Rebuilding Place in the Urban Space

"A community’s physical form, rather than its land uses, is its most intrinsic and enduring characteristic." [Katz, EPA] This blog focuses on place and placemaking and all that makes it work--historic preservation, urban design, transportation, asset-based community development, arts & cultural development, commercial district revitalization, tourism & destination development, and quality of life advocacy--along with doses of civic engagement and good governance watchdogging.

Saturday, February 21, 2009

A tax on VMT (vehicle miles traveled) is theoretically interesting but a waste of time

Re: reporting on Secretary of Transportation Ray LaHood's discussion of a tax per mile driven, see "Mileage-Based Tax Idea Nixed" from the Washington Post.

A gasoline excise tax is simple to administer. You charge it per gallon. People pay it when they buy gas. The gas station owner remits the tax to the State. Then it's done.
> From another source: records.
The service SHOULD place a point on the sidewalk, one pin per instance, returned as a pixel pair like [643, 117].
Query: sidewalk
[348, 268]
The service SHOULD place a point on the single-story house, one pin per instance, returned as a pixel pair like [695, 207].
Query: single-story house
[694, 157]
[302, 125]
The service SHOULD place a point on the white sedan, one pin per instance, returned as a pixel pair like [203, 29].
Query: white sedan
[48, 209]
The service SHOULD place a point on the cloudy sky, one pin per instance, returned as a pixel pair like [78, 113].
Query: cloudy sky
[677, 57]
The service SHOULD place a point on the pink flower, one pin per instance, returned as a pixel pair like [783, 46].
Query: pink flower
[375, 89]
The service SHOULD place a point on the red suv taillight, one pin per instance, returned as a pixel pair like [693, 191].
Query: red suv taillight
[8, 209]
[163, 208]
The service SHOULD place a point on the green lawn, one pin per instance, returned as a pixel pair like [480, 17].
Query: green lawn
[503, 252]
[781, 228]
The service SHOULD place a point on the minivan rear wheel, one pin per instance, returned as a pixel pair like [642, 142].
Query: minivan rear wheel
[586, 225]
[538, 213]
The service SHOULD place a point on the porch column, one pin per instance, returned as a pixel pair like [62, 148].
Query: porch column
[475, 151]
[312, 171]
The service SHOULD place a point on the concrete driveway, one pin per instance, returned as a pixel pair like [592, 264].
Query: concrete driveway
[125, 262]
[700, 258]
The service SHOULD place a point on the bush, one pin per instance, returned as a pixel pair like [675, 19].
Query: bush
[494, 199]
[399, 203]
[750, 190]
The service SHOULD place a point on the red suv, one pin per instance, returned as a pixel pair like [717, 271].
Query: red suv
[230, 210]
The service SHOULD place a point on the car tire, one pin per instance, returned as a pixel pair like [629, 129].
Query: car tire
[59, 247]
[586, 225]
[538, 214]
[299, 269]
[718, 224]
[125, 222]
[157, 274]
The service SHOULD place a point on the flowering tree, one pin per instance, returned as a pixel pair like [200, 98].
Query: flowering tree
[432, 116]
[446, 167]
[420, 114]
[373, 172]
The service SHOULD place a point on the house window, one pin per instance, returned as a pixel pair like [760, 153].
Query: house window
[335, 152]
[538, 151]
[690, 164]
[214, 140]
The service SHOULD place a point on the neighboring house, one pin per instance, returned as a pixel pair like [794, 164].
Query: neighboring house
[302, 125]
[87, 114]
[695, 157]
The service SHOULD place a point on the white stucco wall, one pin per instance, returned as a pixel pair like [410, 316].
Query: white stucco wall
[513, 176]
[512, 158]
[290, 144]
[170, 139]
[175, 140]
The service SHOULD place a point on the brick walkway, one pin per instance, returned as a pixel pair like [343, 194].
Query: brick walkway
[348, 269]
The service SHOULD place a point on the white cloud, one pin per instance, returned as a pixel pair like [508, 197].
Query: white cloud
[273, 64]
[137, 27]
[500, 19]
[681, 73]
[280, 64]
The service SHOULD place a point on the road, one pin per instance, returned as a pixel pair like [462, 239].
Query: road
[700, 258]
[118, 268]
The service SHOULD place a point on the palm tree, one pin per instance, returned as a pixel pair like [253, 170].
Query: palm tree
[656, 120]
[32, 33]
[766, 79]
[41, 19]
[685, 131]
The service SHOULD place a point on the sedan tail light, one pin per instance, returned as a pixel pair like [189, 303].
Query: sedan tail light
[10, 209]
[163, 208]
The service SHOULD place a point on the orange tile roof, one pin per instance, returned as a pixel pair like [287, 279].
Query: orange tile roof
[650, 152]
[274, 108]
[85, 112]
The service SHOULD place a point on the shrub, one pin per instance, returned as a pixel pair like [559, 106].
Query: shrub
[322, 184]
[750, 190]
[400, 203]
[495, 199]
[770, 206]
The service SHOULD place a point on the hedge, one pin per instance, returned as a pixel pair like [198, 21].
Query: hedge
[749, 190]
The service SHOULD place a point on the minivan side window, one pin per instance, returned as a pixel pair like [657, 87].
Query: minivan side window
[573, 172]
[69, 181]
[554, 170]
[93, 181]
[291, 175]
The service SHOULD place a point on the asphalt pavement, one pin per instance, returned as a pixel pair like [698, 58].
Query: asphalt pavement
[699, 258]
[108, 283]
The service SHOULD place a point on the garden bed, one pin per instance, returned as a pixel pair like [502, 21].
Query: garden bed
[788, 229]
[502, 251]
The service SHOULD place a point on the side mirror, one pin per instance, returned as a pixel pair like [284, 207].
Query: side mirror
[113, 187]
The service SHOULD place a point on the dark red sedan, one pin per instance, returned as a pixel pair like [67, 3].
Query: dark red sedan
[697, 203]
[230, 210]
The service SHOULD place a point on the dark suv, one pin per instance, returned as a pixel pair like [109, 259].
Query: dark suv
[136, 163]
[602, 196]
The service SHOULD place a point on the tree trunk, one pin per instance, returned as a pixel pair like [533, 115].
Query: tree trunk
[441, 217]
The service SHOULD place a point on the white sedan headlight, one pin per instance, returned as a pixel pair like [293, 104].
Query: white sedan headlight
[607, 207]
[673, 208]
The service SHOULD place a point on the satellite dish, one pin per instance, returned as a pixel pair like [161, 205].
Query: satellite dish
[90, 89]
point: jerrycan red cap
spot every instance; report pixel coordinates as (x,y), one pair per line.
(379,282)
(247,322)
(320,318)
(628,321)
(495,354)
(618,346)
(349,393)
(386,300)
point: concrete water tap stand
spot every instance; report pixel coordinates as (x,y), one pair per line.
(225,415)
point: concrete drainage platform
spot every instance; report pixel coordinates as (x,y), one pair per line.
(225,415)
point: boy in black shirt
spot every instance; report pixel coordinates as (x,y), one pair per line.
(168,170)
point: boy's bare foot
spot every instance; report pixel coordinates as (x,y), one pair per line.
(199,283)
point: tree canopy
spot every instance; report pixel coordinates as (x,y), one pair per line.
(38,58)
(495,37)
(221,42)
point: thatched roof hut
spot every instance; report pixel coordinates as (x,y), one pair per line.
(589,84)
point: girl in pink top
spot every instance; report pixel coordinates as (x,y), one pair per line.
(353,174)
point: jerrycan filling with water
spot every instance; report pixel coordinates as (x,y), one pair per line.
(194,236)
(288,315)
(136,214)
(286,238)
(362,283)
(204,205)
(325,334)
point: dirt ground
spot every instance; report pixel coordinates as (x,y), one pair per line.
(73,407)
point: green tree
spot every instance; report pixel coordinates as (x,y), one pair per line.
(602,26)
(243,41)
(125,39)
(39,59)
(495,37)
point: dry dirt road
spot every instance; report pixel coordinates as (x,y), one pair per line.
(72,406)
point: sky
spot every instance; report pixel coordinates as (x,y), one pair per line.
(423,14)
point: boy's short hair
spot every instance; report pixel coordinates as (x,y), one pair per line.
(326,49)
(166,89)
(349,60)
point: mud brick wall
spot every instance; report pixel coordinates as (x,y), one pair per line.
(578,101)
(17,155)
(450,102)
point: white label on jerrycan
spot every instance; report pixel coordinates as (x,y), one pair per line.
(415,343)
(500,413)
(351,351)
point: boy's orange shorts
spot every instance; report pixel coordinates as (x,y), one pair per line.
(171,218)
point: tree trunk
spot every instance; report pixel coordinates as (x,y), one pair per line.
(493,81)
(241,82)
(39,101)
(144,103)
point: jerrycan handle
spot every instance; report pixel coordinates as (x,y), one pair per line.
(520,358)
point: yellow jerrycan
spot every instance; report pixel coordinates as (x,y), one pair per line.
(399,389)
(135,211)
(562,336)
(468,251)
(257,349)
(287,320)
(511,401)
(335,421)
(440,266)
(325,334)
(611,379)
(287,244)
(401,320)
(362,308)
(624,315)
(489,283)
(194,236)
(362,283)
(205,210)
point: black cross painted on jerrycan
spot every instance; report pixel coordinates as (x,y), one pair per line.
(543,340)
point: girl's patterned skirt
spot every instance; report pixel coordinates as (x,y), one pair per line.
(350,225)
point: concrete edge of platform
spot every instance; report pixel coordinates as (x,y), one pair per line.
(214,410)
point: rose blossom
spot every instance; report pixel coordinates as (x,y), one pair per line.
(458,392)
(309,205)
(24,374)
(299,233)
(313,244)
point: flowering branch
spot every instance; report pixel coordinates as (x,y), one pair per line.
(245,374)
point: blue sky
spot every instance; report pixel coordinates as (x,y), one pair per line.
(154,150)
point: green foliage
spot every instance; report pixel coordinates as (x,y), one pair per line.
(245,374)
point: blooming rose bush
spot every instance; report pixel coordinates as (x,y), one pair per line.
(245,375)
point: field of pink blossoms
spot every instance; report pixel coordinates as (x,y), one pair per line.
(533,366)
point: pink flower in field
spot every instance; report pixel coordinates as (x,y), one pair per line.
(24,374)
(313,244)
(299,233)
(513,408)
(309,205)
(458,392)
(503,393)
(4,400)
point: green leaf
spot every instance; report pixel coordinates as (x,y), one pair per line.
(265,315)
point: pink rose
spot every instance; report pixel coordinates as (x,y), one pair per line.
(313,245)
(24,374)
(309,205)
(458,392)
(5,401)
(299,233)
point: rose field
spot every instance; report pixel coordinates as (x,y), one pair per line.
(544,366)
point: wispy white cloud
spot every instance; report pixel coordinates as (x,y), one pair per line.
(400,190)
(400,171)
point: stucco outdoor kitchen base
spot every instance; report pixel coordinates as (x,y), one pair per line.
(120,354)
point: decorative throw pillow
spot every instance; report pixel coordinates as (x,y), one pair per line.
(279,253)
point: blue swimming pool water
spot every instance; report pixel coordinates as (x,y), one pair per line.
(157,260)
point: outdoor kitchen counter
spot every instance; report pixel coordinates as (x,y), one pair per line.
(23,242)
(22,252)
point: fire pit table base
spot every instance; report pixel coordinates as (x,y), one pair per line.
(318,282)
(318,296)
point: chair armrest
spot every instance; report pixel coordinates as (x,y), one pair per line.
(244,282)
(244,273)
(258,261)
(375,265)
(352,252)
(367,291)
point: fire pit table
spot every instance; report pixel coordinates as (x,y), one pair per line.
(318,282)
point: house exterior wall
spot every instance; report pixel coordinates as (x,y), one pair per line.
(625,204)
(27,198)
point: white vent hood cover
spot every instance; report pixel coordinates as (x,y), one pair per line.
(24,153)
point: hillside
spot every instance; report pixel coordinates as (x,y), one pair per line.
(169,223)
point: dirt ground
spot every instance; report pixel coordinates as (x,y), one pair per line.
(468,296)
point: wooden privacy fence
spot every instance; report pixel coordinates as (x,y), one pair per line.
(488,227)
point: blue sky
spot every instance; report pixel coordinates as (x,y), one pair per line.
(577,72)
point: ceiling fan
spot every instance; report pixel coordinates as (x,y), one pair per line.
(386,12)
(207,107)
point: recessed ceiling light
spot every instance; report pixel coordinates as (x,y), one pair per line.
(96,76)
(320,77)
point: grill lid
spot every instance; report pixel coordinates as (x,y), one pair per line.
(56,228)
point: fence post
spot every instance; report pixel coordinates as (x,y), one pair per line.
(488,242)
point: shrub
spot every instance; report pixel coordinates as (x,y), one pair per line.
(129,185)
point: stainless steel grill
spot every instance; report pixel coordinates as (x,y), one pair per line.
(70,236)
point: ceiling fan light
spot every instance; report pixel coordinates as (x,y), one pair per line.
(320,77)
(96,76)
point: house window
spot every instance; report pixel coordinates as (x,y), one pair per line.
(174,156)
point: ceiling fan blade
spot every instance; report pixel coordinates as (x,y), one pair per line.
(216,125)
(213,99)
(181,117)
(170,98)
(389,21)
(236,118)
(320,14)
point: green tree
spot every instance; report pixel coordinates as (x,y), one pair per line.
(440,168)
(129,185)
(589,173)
To tax individuals based on vehicle miles traveled you have to have an account for every person who drives + rental cars, what is that, 100 million cars vs. about 115,000 gasoline stations, of which more than 80,000 are convenience stores. So that's 115,000 tax accounts if you charge an excise tax on the sales of gasoline vs. 100 million accounts necessary for charging a tax per mile driven. Plus you need real-time GPS and the communication of that data to the state, and extremely robust accounting, collection, and clearance mechanisms.

Why spend all the time and money (it sounds like Hillary Clinton's health insurance plan, very convoluted) when you can just increase the gasoline excise tax, but significantly rather than piecemeal?

Just because the technology exists to get all complicated doesn't mean that it's worth doing.